Thereafter the business plan requires that BL ‘develop a sustainable and long-term pipeline of genuinely affordable homes’ and ‘re-establish housing development as part of the Council’s core business.’ It further states that BL is working on proposals for the redevelopment of a number of unspecified school sites across the borough, and that the Council has additionally identified land with potential for up to a further 6,000 new homes.

Local Partnerships, a joint venture between the Local Government Association, HM Treasury and the Welsh Government, has produced a report explaining the different corporate structures available for council owned housing delivery vehicles. In it the business model adopted by Broadway Living is assessed as ‘high risk’. It certainly raises a number of issues for Ealing residents to consider:

  • While Broadway Living is wholly owned by the Council, its arm’s-length business structure hides key data from public view, evident already in the suppression of the detailed figures underpinning the BLRP business plan. Yet we, the public, will be on the hook if things go wrong.
  • As shareholder, landowner and lender to Broadway Living, the Council’s responsibilities as the planning authority will be seriously compromised. The Cabinet report actually cites ‘close working with the planning department’ as a means of mitigating risk.
  • The cost of resourcing the two companies is not revealed, but they will be substantial. For reference, over 10% of the original loan to Broadway Living was to pay for set-up. 
  • The whole life cycle of the plan (i.e. the time needed to repay borrowing and produce a cash surplus) is 50 years – ironically longer than the lifespan of Perceval House and Gurnell Leisure Centre which are to be demolished and redeveloped under the plans.
  • With such huge amounts of money at stake in Broadway Living, will the Council be distracted from all the other services that it is there to provide?

The track record of council-owned housing companies is poor.

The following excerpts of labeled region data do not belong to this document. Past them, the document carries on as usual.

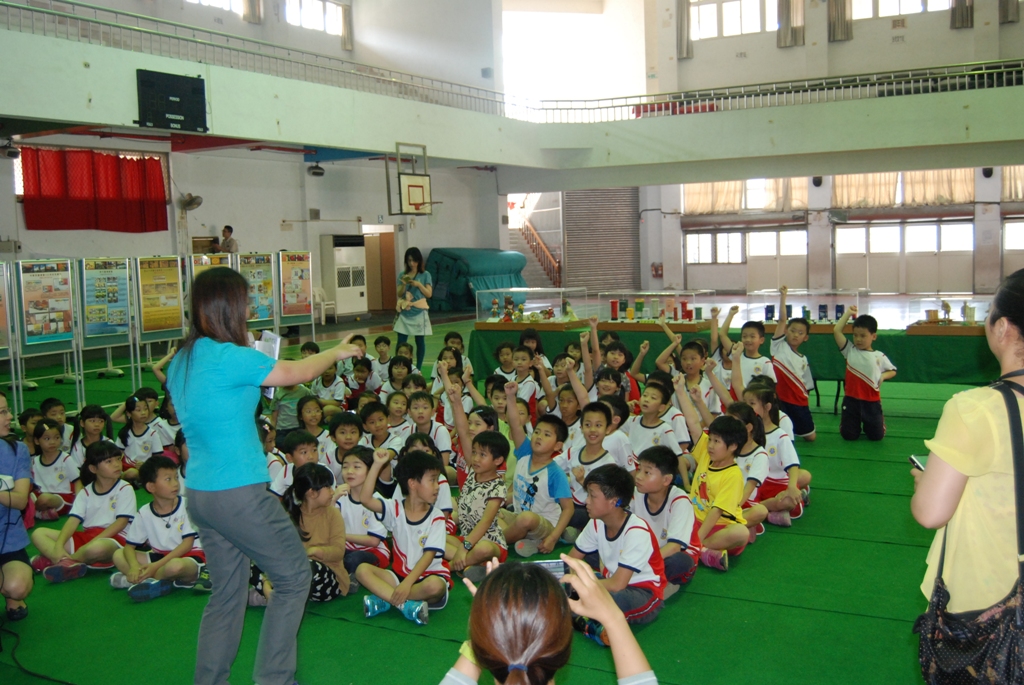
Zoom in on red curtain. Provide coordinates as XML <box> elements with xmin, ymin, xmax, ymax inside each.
<box><xmin>20</xmin><ymin>147</ymin><xmax>167</xmax><ymax>233</ymax></box>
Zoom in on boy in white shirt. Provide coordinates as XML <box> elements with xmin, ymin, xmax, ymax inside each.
<box><xmin>569</xmin><ymin>464</ymin><xmax>668</xmax><ymax>646</ymax></box>
<box><xmin>111</xmin><ymin>456</ymin><xmax>209</xmax><ymax>602</ymax></box>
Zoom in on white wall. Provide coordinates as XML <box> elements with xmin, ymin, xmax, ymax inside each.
<box><xmin>77</xmin><ymin>0</ymin><xmax>502</xmax><ymax>89</ymax></box>
<box><xmin>675</xmin><ymin>0</ymin><xmax>1024</xmax><ymax>90</ymax></box>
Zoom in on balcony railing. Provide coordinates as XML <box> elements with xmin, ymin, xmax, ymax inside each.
<box><xmin>0</xmin><ymin>0</ymin><xmax>1024</xmax><ymax>124</ymax></box>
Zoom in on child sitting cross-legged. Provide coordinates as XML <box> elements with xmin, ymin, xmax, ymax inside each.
<box><xmin>32</xmin><ymin>440</ymin><xmax>136</xmax><ymax>583</ymax></box>
<box><xmin>501</xmin><ymin>383</ymin><xmax>579</xmax><ymax>557</ymax></box>
<box><xmin>690</xmin><ymin>416</ymin><xmax>750</xmax><ymax>571</ymax></box>
<box><xmin>355</xmin><ymin>449</ymin><xmax>452</xmax><ymax>626</ymax></box>
<box><xmin>569</xmin><ymin>464</ymin><xmax>668</xmax><ymax>646</ymax></box>
<box><xmin>337</xmin><ymin>445</ymin><xmax>391</xmax><ymax>581</ymax></box>
<box><xmin>630</xmin><ymin>444</ymin><xmax>700</xmax><ymax>599</ymax></box>
<box><xmin>111</xmin><ymin>456</ymin><xmax>208</xmax><ymax>602</ymax></box>
<box><xmin>444</xmin><ymin>431</ymin><xmax>509</xmax><ymax>581</ymax></box>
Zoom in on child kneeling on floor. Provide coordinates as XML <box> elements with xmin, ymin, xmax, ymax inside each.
<box><xmin>32</xmin><ymin>440</ymin><xmax>136</xmax><ymax>583</ymax></box>
<box><xmin>355</xmin><ymin>448</ymin><xmax>452</xmax><ymax>626</ymax></box>
<box><xmin>569</xmin><ymin>464</ymin><xmax>668</xmax><ymax>646</ymax></box>
<box><xmin>111</xmin><ymin>455</ymin><xmax>211</xmax><ymax>602</ymax></box>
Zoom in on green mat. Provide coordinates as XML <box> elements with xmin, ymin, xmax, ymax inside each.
<box><xmin>0</xmin><ymin>356</ymin><xmax>963</xmax><ymax>685</ymax></box>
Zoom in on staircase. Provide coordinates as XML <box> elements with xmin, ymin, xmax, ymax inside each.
<box><xmin>509</xmin><ymin>228</ymin><xmax>554</xmax><ymax>288</ymax></box>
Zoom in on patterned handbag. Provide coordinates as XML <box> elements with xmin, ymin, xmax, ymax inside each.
<box><xmin>913</xmin><ymin>371</ymin><xmax>1024</xmax><ymax>685</ymax></box>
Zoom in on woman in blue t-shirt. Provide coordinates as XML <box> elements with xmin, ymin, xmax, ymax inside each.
<box><xmin>167</xmin><ymin>267</ymin><xmax>362</xmax><ymax>685</ymax></box>
<box><xmin>394</xmin><ymin>248</ymin><xmax>434</xmax><ymax>369</ymax></box>
<box><xmin>0</xmin><ymin>392</ymin><xmax>32</xmax><ymax>620</ymax></box>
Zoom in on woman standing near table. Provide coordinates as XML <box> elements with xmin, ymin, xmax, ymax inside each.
<box><xmin>167</xmin><ymin>267</ymin><xmax>361</xmax><ymax>685</ymax></box>
<box><xmin>394</xmin><ymin>248</ymin><xmax>434</xmax><ymax>369</ymax></box>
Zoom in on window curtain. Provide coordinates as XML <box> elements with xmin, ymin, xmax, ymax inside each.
<box><xmin>242</xmin><ymin>0</ymin><xmax>263</xmax><ymax>24</ymax></box>
<box><xmin>676</xmin><ymin>0</ymin><xmax>692</xmax><ymax>59</ymax></box>
<box><xmin>769</xmin><ymin>0</ymin><xmax>802</xmax><ymax>47</ymax></box>
<box><xmin>765</xmin><ymin>176</ymin><xmax>807</xmax><ymax>212</ymax></box>
<box><xmin>831</xmin><ymin>172</ymin><xmax>899</xmax><ymax>208</ymax></box>
<box><xmin>20</xmin><ymin>147</ymin><xmax>167</xmax><ymax>233</ymax></box>
<box><xmin>999</xmin><ymin>0</ymin><xmax>1021</xmax><ymax>24</ymax></box>
<box><xmin>827</xmin><ymin>0</ymin><xmax>853</xmax><ymax>43</ymax></box>
<box><xmin>903</xmin><ymin>169</ymin><xmax>974</xmax><ymax>207</ymax></box>
<box><xmin>683</xmin><ymin>181</ymin><xmax>743</xmax><ymax>214</ymax></box>
<box><xmin>1002</xmin><ymin>165</ymin><xmax>1024</xmax><ymax>202</ymax></box>
<box><xmin>949</xmin><ymin>0</ymin><xmax>974</xmax><ymax>29</ymax></box>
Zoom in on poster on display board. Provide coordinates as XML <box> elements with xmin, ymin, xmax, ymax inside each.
<box><xmin>82</xmin><ymin>258</ymin><xmax>129</xmax><ymax>338</ymax></box>
<box><xmin>138</xmin><ymin>257</ymin><xmax>181</xmax><ymax>333</ymax></box>
<box><xmin>239</xmin><ymin>254</ymin><xmax>273</xmax><ymax>322</ymax></box>
<box><xmin>18</xmin><ymin>259</ymin><xmax>75</xmax><ymax>345</ymax></box>
<box><xmin>193</xmin><ymin>254</ymin><xmax>231</xmax><ymax>281</ymax></box>
<box><xmin>281</xmin><ymin>252</ymin><xmax>313</xmax><ymax>316</ymax></box>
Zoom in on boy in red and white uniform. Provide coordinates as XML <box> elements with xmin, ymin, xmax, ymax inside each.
<box><xmin>569</xmin><ymin>464</ymin><xmax>668</xmax><ymax>646</ymax></box>
<box><xmin>630</xmin><ymin>445</ymin><xmax>700</xmax><ymax>598</ymax></box>
<box><xmin>833</xmin><ymin>306</ymin><xmax>896</xmax><ymax>440</ymax></box>
<box><xmin>355</xmin><ymin>448</ymin><xmax>452</xmax><ymax>626</ymax></box>
<box><xmin>771</xmin><ymin>286</ymin><xmax>817</xmax><ymax>440</ymax></box>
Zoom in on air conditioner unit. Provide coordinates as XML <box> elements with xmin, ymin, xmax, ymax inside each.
<box><xmin>321</xmin><ymin>236</ymin><xmax>369</xmax><ymax>316</ymax></box>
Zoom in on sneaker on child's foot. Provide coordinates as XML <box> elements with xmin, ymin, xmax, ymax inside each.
<box><xmin>43</xmin><ymin>559</ymin><xmax>89</xmax><ymax>583</ymax></box>
<box><xmin>111</xmin><ymin>571</ymin><xmax>131</xmax><ymax>590</ymax></box>
<box><xmin>572</xmin><ymin>616</ymin><xmax>611</xmax><ymax>647</ymax></box>
<box><xmin>768</xmin><ymin>511</ymin><xmax>793</xmax><ymax>528</ymax></box>
<box><xmin>29</xmin><ymin>554</ymin><xmax>53</xmax><ymax>573</ymax></box>
<box><xmin>128</xmin><ymin>577</ymin><xmax>174</xmax><ymax>602</ymax></box>
<box><xmin>515</xmin><ymin>539</ymin><xmax>541</xmax><ymax>558</ymax></box>
<box><xmin>400</xmin><ymin>599</ymin><xmax>430</xmax><ymax>626</ymax></box>
<box><xmin>362</xmin><ymin>595</ymin><xmax>391</xmax><ymax>618</ymax></box>
<box><xmin>249</xmin><ymin>588</ymin><xmax>266</xmax><ymax>606</ymax></box>
<box><xmin>193</xmin><ymin>564</ymin><xmax>213</xmax><ymax>592</ymax></box>
<box><xmin>700</xmin><ymin>548</ymin><xmax>729</xmax><ymax>571</ymax></box>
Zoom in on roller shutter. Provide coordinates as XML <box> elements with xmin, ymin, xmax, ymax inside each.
<box><xmin>562</xmin><ymin>187</ymin><xmax>640</xmax><ymax>288</ymax></box>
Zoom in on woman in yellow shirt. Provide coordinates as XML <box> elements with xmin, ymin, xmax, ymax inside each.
<box><xmin>910</xmin><ymin>269</ymin><xmax>1024</xmax><ymax>612</ymax></box>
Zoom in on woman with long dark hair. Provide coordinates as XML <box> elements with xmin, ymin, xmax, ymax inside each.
<box><xmin>394</xmin><ymin>248</ymin><xmax>434</xmax><ymax>369</ymax></box>
<box><xmin>167</xmin><ymin>267</ymin><xmax>362</xmax><ymax>685</ymax></box>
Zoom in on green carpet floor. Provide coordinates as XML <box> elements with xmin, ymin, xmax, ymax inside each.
<box><xmin>0</xmin><ymin>324</ymin><xmax>950</xmax><ymax>685</ymax></box>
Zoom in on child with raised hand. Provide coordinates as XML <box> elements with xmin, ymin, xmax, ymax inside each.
<box><xmin>373</xmin><ymin>336</ymin><xmax>391</xmax><ymax>383</ymax></box>
<box><xmin>377</xmin><ymin>354</ymin><xmax>413</xmax><ymax>402</ymax></box>
<box><xmin>32</xmin><ymin>419</ymin><xmax>82</xmax><ymax>521</ymax></box>
<box><xmin>569</xmin><ymin>464</ymin><xmax>668</xmax><ymax>646</ymax></box>
<box><xmin>296</xmin><ymin>395</ymin><xmax>335</xmax><ymax>468</ymax></box>
<box><xmin>111</xmin><ymin>456</ymin><xmax>206</xmax><ymax>602</ymax></box>
<box><xmin>409</xmin><ymin>393</ymin><xmax>456</xmax><ymax>473</ymax></box>
<box><xmin>115</xmin><ymin>395</ymin><xmax>174</xmax><ymax>482</ymax></box>
<box><xmin>278</xmin><ymin>464</ymin><xmax>352</xmax><ymax>602</ymax></box>
<box><xmin>32</xmin><ymin>440</ymin><xmax>136</xmax><ymax>583</ymax></box>
<box><xmin>267</xmin><ymin>428</ymin><xmax>333</xmax><ymax>498</ymax></box>
<box><xmin>690</xmin><ymin>416</ymin><xmax>750</xmax><ymax>571</ymax></box>
<box><xmin>309</xmin><ymin>358</ymin><xmax>349</xmax><ymax>420</ymax></box>
<box><xmin>441</xmin><ymin>554</ymin><xmax>657</xmax><ymax>685</ymax></box>
<box><xmin>770</xmin><ymin>286</ymin><xmax>817</xmax><ymax>441</ymax></box>
<box><xmin>359</xmin><ymin>401</ymin><xmax>404</xmax><ymax>497</ymax></box>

They have bankrupted Croydon Council. They have lost money in Bexley. (Incidentally, one of the directors of the Broadway Living board is also a non-executive director at Bexley Council’s housing company.)  And they have been wound down as unviable in Merton, with the loss of council land to private developers. What could possibly go wrong in Ealing?


[1] London Affordable Rent (LAR) was developed by the Mayor of London to encourage more affordable housing on land developed by housing associations and commercial developers. LAR can be up to 60% of market rent and is often over £60 per week more expensive than social/council rent, which is the cheapest of all rental classifications. After a year’s probationary tenancy, the rental term for LAR is 3-5 years and can then revert to market rent. Under Shared Ownership (SO) a portion of the property is bought while the balance is rented (with rents rising in line with market rents). Owners have the option to increase their ownership share as they become able to afford it. Both LAR and SO are subject to service charges, which rise annually and can include extra costs.